Thousands of people have already been killed -- and possibly tens of thousands -- with at least 1.2 million people forced to flee their homes in the the world`s newest country.
Kerry`s comments followed warnings on Wednesday by top United Nations rights officials, who vowed they would to do everything in their power to prevent the country from sliding into genocide, and warned of the growing risk of famine."We need to try to prevent the widespread famine that could conceivably flow from the violence that is taking place there now," Kerry said, adding he was frustrated at the apparent lack of concern by both Kiir and Machar to stop the war.
"I was frankly disappointed by both individuals` responses," he said, adding that he had spoken many times to both leaders.

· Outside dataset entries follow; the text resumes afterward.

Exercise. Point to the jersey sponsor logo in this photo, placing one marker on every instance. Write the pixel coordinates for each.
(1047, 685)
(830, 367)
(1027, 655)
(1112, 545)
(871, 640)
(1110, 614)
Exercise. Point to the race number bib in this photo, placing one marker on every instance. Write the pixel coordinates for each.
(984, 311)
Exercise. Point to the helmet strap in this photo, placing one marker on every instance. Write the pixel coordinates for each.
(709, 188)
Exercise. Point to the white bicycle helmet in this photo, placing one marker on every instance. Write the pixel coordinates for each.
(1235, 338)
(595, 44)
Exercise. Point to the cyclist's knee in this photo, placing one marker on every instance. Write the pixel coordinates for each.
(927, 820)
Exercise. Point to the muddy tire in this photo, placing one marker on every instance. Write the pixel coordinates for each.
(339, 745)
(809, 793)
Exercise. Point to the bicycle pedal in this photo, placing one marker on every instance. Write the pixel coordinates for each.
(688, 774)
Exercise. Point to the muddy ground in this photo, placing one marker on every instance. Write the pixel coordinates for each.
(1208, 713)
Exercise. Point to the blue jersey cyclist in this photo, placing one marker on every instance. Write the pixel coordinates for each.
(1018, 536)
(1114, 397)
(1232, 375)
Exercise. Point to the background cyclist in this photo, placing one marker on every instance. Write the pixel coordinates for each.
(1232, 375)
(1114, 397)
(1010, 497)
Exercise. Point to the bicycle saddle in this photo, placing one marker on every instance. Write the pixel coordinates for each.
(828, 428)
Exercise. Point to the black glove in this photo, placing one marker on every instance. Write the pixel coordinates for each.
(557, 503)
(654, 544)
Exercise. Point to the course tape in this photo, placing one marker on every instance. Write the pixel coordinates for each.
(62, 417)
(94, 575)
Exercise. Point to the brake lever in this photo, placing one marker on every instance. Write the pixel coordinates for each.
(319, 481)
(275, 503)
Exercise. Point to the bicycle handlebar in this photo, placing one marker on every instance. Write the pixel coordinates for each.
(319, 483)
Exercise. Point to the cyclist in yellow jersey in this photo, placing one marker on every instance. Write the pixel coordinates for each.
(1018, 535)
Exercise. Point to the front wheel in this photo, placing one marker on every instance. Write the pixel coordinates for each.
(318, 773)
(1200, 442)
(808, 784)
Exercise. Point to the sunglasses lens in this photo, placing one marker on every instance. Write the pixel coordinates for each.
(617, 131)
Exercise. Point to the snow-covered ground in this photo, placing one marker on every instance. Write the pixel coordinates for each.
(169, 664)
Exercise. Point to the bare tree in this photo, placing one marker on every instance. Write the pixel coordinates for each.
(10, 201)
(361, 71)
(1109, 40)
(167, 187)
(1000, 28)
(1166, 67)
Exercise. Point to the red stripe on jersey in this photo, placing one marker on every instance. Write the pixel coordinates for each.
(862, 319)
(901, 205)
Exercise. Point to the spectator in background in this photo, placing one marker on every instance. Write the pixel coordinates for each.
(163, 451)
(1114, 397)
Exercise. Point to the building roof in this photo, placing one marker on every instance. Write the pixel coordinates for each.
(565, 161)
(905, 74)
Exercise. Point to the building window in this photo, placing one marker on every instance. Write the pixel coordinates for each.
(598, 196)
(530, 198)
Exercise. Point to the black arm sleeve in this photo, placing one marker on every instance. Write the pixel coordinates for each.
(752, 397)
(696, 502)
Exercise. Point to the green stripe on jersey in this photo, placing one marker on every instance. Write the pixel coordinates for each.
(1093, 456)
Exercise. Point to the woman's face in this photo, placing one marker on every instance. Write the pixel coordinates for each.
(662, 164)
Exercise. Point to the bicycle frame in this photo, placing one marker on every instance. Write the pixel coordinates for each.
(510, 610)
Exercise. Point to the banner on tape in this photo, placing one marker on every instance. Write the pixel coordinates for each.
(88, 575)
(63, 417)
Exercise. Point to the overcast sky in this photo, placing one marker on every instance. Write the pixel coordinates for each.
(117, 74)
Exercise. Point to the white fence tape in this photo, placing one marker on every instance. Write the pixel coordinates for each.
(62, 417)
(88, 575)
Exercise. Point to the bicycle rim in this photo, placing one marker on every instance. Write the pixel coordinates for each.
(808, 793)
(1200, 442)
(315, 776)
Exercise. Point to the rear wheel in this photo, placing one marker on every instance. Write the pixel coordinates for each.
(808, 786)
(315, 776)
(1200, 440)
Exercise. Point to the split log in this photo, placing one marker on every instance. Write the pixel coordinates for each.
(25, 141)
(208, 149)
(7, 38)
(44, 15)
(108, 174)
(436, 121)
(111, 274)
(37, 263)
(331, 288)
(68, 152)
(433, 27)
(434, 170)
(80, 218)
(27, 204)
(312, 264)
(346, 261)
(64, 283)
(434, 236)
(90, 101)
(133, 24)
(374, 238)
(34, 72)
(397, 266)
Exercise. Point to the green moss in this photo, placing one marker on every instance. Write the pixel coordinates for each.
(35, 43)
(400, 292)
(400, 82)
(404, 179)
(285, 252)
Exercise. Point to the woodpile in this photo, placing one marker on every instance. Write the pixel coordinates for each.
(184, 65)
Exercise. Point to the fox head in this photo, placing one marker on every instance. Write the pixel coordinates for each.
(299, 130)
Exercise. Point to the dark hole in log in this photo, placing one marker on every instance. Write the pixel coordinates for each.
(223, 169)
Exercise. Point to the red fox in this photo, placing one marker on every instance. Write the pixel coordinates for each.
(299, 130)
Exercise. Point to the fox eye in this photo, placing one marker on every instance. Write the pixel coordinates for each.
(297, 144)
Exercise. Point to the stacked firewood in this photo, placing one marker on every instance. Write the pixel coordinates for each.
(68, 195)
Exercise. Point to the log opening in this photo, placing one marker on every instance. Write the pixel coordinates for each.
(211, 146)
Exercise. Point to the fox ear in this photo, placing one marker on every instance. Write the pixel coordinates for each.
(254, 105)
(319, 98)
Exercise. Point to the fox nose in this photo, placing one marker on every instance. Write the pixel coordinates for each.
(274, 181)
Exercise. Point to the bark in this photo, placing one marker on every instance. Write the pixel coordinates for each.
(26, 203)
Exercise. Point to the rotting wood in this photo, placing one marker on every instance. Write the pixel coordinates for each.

The war has taken on a bitter ethnic dimension, pitching Kiir`s Dinka community against the Nuer of Machar, but the US diplomats travelling with Kerry said the heart of the conflict was rather a personal "Riek Machar-Salva Kiir battle".
Meanwhile, US Secretary of State John Kerry urged Ethiopia on Thursday to allow greater freedoms for civil society and journalists, expressing concern for a group of bloggers and journalists arrested last week.
"They need to create greater opportunities for citizens to be able to engage with their fellow citizens and with their government by opening up more space for civil society," Kerry told reporters.
Rights group accuse Ethiopia of having one of the most closed press environments in the world.
"I am raising a very legitimate concern, we are concerned about any imprisoned journalist here or anywhere else," Kerry added, following a meeting with Ethiopian Prime Minister Hailemariam Desalegn.
Washington is one of Ethiopia`s largest donors, and Kerry urged Addis Ababa to support a free press as an essential precursor to a legitimate democracy.
"The work of journalists, whether it`s print journalism or the Internet or media of other kinds, makes societies stronger, makes them more vibrant and ultimately provides greater stability and greater voice to democracy," he said.
Nine people were arrested last week on charges of "serious criminal activities". Rights groups said they were journalists and bloggers targeted in a sweeping crackdown against free speech.
Kerry is due to travel on to DR Congo and Angola on his Africa trip, which runs until May 5.